The United States and South Korean militaries gave a demonstration of air power after the North launched a new intercontinental ballistic missile.
The launch of the solid-fuel Hwasong-19 rocket, overseen by North Korean leader Kim Jong Un, was the latest in the frequent missile tests the nuclear-armed regime has conducted in defiance of United Nations Security Council sanctions.
Japan’s Defense Ministry tracked the ICBM flying northeast for 86 minutes, the longest duration yet for a North Korean missile, before it splashed down in the Sea of Japan. The event drew condemnation from Japan, South Korea, and the U.S., with the latter demanding Pyongyang refrain from “further unlawful and destabilizing acts.”
Newsweek reached out to the North Korean embassy in China with an emailed request for a response.
Korean Central News Agency
The South Korean Joint Chiefs of Staff said in a press release that the drills were focused on countering nuclear and ballistic missile threats from Pyongyang. The allies “demonstrated their combined capabilities to overwhelm the enemy,” the statement added.

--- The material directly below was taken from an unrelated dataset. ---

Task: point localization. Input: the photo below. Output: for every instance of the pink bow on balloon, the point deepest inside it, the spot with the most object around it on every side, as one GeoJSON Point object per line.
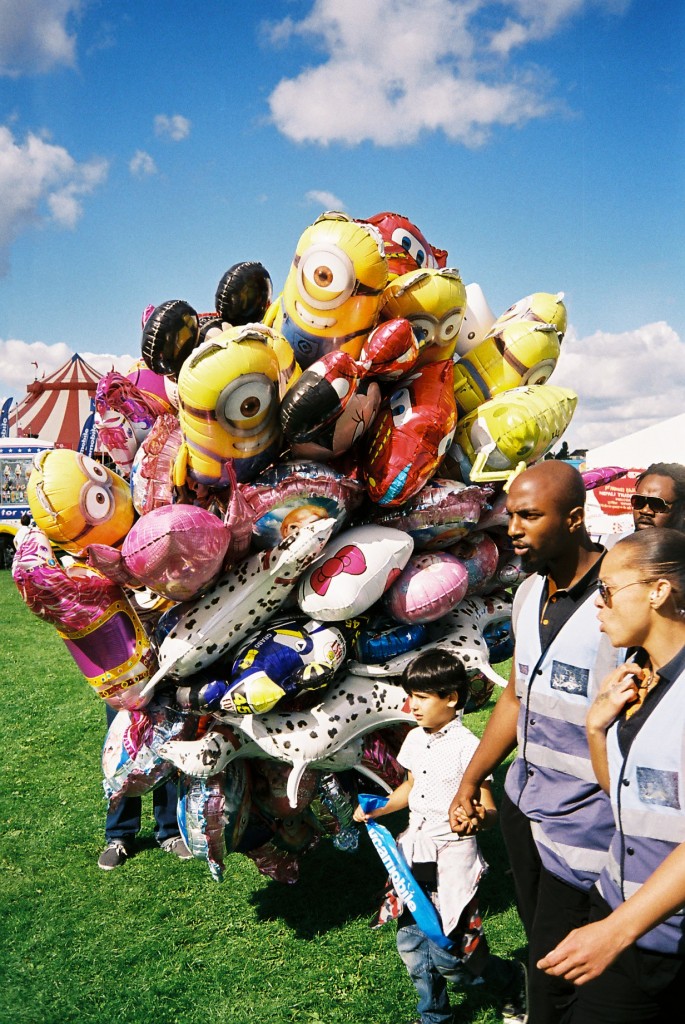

The more than 110 participating aircraft executed a range of mock combat sorties and precision bombing drills over the Yellow Sea, known in Korea as the West Sea, “in response to North Korea’s long-range ballistic missile launches.”
The U.S. contributed F-35As, F-16s, and Marine Corps MQ-9 Reaper drones, while South Korea deployed F-35Bs, F-15Ks, and KF-16s, a domestically enhanced version of the original Fighting Falcon.
Seoul is closely coordinating with its U.S. ally to monitor security developments on the Korean Peninsula, vowing to “always maintain the capability and readiness to overwhelmingly punish provocation by North Korea,” the statement concluded.
In a video shared with local media by the Joint Chiefs of Staff, a Korean F-15 can be detonating a GBU-12 guided bomb. Its target was meant to replicate a North Korean transporter-erector launch vehicle like the one that appeared to be used to launch the ICBM.
In a statement aired by North Korea’s international broadcaster Voice of Korea, Kim emphasized the need to strengthen the country’s nuclear forces, citing the “dangerous tightening of their nuclear alliance and various adventuristic military maneuvers” by rivals—an apparent reference to the U.S. nuclear umbrella over South Korea and the allies’ frequent war-games simulating conflict with the North.
Kim said the “security situation” required Pyongyang to continue advancing its “modern strategic forces” and vowed never to stop “bolstering its nuclear forces,” the state-run Korean Central News Agency reported.
The launch came just hours after U.S. Defense Secretary Lloyd Austin met with South Korean counterpart Kim Yong-hyun in Washington. In the press conference that followed, Kim labeled the North’s missile and nuclear programs an “existential threat” not only to Seoul but the entire region.
Austin reaffirmed the U.S.’s commitment to Seoul’s defense in line with the policy of extended deterrence and pledged that a nuclear attack by the North would end in the annihilation of the Kim regime.
Inter-Korean tensions, already at their highest in decades, became even more fraught after thousands of North Korean troops were deployed to Russia. U.S. officials have said some 8,000 are already in the border region of Kursk, where Russian forces have since August been struggling to contain a Ukrainian counteroffensive.